So let’s get past the bad spelling and grammar in this article and get to the nuts and bolts of this guy’s complaint.
The argument is simple. You paid 20$ for a DVD, you should get to watch the content ad-free since you paid to purchase the DVD.
The price of manufacturing a DVD itself has come down. My estimate based on how much it costs me to produce an actual DVD at home, is somewhere around 1.50$ per disc. This is just for the disc itself. This doesn’t include the intellectual content or any of that other stuff, but even then, if you break all that out, the MPAA still makes a ton of money off a DVD sale. Just like the RIAA makes a ton of money off a CD sale. So what’s the deal? Why the ads?
The MPAA is interested in making more money. The companies that place these ads are paying them money to put the ads on the DVDs. No, you should not have to watch the ads for the next ten years that you will own the disc. No, it’s not fair. But we had the same argument when commercials started appearing at the front of VHS tapes. Then it was argued that there should be a rental version of a movie, and a non-rental version.
To this day, ads still appear at the front of every VHS tape released.

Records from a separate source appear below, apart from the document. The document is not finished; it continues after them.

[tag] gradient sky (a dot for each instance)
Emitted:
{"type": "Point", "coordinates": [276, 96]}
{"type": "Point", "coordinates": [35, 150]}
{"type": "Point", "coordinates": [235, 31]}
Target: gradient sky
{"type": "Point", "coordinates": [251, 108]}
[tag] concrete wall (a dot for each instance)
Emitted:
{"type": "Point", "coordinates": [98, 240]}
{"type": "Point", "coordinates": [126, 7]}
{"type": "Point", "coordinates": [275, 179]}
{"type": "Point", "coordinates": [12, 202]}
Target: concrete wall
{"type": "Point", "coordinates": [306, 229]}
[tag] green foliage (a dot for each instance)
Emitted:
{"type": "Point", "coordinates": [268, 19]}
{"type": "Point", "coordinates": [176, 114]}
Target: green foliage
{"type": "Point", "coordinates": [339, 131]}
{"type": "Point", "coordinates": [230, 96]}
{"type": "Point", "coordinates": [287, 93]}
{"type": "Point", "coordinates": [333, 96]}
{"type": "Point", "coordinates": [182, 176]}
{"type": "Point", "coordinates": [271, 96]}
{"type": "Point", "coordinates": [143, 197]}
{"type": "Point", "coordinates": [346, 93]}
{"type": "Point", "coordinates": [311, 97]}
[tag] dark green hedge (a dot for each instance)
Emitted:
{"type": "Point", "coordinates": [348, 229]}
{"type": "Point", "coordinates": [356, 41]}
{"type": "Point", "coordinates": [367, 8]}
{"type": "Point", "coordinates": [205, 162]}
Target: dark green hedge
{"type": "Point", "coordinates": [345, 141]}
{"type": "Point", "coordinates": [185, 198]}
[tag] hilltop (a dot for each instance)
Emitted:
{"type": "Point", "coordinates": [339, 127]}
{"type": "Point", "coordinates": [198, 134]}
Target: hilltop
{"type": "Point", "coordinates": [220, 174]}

What this means is that the MPAA doesn’t really care about what consumers want out of their media experience. What they care about, is making as much money as they possibly can off a single title. That includes packing advertisements into it as many ways as possible so that they get the most bang for their 1.50$ cost investment into the DVD product.
The problem is, this is exactly the sort of attitude that drove consumers to piracy when it came to digital music. Consumers want to be able to listen to the music they like, on the equipment they own, their way (mixed cd’s of music with other artists, and things of this nature). Many consumers still pirate digital music via various and sundry p2p services because the RIAA never fixed the problem. They continue to feed the public with artists of substandard talent at best, and charge a ridiculous premium for the one or two artists with actual musical gifts they’ve managed to come across in the last twenty years. We know a shitty performance when we see it.
The same thing is true with movies. The truth is, the theater experience is really starting to suck. The theaters are often out of compliance with THX and Dolby standards. Most movie theaters have added seating to the front row, putting audiences far too close to the picture to even see the film. Audio systems are poorly calibrated in most theaters, and those few theaters that don’t have these problems are being bought up left and right by large theater corporations and left to stand empty so that they can weed out competition.
So we’ve started heading home to watch our movies. The difference between today and the days of doing this with a VCR is that today.. the MPAA can lockout our fast forward button. They have more control over their content, and they seem to revel in taking it away from the person who has the remote control.
I won’t be surprised if we see an increase in film piracy as a result of the extending lengths of advertisements in front of movies. Particularly, if these DVDs continue to lock out the “next” button.